When we share in the Eucharist tonight we are sharing with one another the ultimate act of love that God has given to us. We share in the context of community what it means to take of Christ’s body and blood. We cannot truly love in isolation, as though we are in a kind of spiritual bubble. It is something that requires us to develop a relationship with others in order to flourish and grow. The depth of love that god has for us is the perfect model by which we can aspire to love others as he has loved us. Out of our own experience of God’s love for us we can reflect that love back to God as well as to others.....a sort of mirror if you like.
And we experience that love most fully in the Eucharist or whatever other name you choose to call it by, Holy Communion, The Lord’s Supper or The Breaking of Bread. Jesus is present in a very real and powerful way as he gives of himself to us. By partaking of him in this sacrament we in a sense become Jesus to others. In our final session of the Lent course we heard a quote from the American theologian Jim Wallis. He said:
“We break the bread and we pour the wine, drink the wine-then we go out in the world and we BECOME the bread and the wine. We BECOME that sacrament in the world. We celebrate and then we go out and we enact that sacrament in the way we live our lives in the world”.
It is through Christ within us.....each and every one of us, that others are able to experience the depth of love and grace that he has for all. We are the hands, the feet, and the body of Christ. When people look at us they see hopefully, a community of people who are very far from perfect, but who seek as much as we can to stand up for the weak, speak out for the oppressed and feed the hungry.

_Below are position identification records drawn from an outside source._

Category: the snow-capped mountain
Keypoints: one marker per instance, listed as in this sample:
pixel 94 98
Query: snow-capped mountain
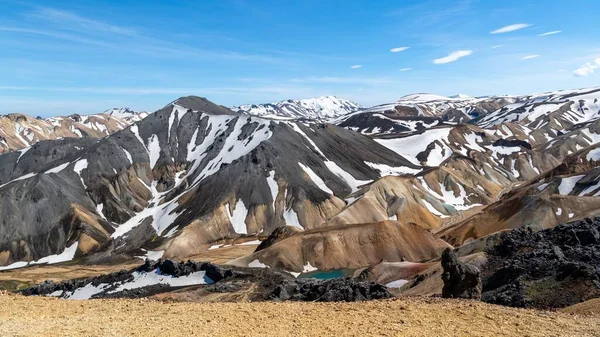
pixel 195 175
pixel 420 111
pixel 323 107
pixel 127 114
pixel 18 131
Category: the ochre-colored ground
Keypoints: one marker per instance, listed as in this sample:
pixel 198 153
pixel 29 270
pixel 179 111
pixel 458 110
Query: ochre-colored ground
pixel 35 316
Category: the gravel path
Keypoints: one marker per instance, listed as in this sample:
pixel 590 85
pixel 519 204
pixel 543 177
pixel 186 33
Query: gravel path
pixel 31 316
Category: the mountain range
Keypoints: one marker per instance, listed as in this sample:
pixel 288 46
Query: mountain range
pixel 324 184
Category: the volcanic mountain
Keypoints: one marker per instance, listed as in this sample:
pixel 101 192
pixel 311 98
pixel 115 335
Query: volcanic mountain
pixel 18 131
pixel 195 176
pixel 319 108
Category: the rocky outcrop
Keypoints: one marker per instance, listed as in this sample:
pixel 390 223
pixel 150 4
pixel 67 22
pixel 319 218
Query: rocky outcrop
pixel 547 269
pixel 108 285
pixel 461 280
pixel 351 246
pixel 19 131
pixel 277 235
pixel 334 290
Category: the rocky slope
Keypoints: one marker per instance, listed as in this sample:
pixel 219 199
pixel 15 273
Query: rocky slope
pixel 319 108
pixel 39 316
pixel 18 131
pixel 196 177
pixel 190 174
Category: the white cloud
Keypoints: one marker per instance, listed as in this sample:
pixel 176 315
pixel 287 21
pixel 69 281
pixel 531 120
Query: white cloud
pixel 343 80
pixel 510 28
pixel 399 49
pixel 529 57
pixel 588 68
pixel 551 33
pixel 453 56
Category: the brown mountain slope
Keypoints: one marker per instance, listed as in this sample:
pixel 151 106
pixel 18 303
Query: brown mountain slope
pixel 351 246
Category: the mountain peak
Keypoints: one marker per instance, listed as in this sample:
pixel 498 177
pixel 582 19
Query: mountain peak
pixel 322 107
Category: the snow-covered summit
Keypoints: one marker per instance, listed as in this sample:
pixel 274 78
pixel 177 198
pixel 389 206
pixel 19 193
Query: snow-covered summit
pixel 314 108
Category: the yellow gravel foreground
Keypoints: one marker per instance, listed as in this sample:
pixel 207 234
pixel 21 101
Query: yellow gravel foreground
pixel 34 316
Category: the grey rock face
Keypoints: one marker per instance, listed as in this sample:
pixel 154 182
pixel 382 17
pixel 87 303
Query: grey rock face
pixel 177 166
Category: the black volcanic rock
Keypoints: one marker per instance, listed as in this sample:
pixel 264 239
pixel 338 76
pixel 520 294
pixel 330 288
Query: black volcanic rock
pixel 277 235
pixel 333 290
pixel 552 268
pixel 461 280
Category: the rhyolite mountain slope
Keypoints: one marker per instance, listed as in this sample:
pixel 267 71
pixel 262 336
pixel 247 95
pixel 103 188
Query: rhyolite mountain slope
pixel 190 174
pixel 127 114
pixel 420 111
pixel 324 107
pixel 18 131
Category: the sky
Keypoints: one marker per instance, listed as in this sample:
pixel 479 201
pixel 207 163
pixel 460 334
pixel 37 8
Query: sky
pixel 82 56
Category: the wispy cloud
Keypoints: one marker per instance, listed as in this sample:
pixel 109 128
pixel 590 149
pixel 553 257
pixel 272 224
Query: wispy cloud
pixel 433 12
pixel 510 28
pixel 454 56
pixel 83 30
pixel 343 80
pixel 65 19
pixel 551 33
pixel 55 35
pixel 175 91
pixel 398 49
pixel 588 68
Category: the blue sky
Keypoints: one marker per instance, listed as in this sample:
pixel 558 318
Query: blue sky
pixel 63 57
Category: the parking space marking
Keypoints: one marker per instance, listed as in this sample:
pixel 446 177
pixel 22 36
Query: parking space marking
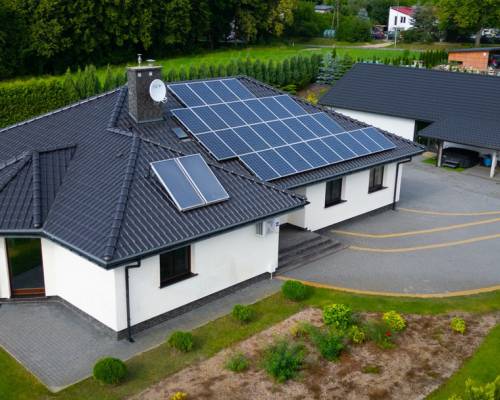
pixel 425 247
pixel 449 214
pixel 416 232
pixel 459 293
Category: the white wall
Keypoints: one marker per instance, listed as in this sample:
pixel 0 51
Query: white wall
pixel 357 199
pixel 220 262
pixel 403 127
pixel 407 24
pixel 4 271
pixel 80 282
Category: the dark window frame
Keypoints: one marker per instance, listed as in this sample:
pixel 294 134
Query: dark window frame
pixel 168 257
pixel 376 182
pixel 333 200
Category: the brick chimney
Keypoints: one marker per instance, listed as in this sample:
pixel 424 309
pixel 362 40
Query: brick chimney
pixel 140 105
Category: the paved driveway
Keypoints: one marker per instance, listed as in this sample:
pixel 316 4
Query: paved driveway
pixel 444 237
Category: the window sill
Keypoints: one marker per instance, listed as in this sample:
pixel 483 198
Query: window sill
pixel 335 203
pixel 376 189
pixel 177 279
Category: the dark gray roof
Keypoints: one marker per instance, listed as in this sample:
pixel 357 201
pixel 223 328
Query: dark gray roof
pixel 425 95
pixel 93 192
pixel 83 173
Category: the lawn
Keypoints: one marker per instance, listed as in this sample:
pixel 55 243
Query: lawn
pixel 150 367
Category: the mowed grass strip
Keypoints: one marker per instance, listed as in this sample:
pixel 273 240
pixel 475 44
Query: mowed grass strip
pixel 150 367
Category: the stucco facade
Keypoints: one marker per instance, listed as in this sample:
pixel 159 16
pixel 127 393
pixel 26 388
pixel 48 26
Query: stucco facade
pixel 355 196
pixel 403 127
pixel 218 262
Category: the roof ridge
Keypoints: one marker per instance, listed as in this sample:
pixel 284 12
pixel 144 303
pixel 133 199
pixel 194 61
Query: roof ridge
pixel 37 191
pixel 121 204
pixel 58 110
pixel 230 171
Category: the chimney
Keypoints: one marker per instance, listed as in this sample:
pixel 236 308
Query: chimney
pixel 141 106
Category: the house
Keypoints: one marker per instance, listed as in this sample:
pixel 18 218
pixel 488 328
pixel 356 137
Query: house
pixel 323 8
pixel 400 18
pixel 448 109
pixel 479 59
pixel 132 211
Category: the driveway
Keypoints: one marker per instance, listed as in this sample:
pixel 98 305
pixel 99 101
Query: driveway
pixel 444 237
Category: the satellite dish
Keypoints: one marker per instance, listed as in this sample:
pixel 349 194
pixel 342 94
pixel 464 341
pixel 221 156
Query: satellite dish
pixel 158 91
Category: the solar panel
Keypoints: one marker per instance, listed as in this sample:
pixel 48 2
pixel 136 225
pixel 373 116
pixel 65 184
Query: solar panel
pixel 203 178
pixel 273 136
pixel 189 181
pixel 238 89
pixel 186 95
pixel 222 91
pixel 178 186
pixel 215 146
pixel 190 120
pixel 259 167
pixel 261 110
pixel 299 129
pixel 291 105
pixel 244 112
pixel 210 118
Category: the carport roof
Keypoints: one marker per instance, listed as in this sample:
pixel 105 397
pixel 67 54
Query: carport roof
pixel 457 101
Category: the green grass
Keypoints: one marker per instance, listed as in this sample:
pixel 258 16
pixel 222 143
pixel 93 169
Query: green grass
pixel 483 367
pixel 154 365
pixel 432 161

It is worth remembering the words of John in one of his letters:
“Beloved, let us love one another, because love is from God, everyone who loves is born of God and knows God. Whoever does not love does not know God, for God is love. God’s love was revealed among us in this way: God sent his only Son into the world so that we might live through him. In this is love, not that we loved God but that he loved us and sent his Son to be the atoning sacrifice for us. (1 John 4 : 7-10)
John reminds us that it is through God reaching out to us in love, and firmly rooting the sacrifice of Jesus as something borne out of that love that we are able to be reconciled to God. The whole idea of the atonement by which we are reconciled through Jesus comes purely out of his endless love. It is God reaching out to us in divine love, rather than us reaching out to God that is the key here. Only through his love are we able to truly know what it is to live because when we reach out to others in love they may see something (even if it only a small glimmer) of God in us.
So, as we partake of our Lord’s body and blood this evening, and as we allow him to wash our feet.....may we do so in the full knowledge, and deepest gratitude that we do so because he first loved us. And may we sit with him, even if only for an hour or so in the garden as we await the terrible events of tomorrow, but let us not forget that Sunday is only just around the corner.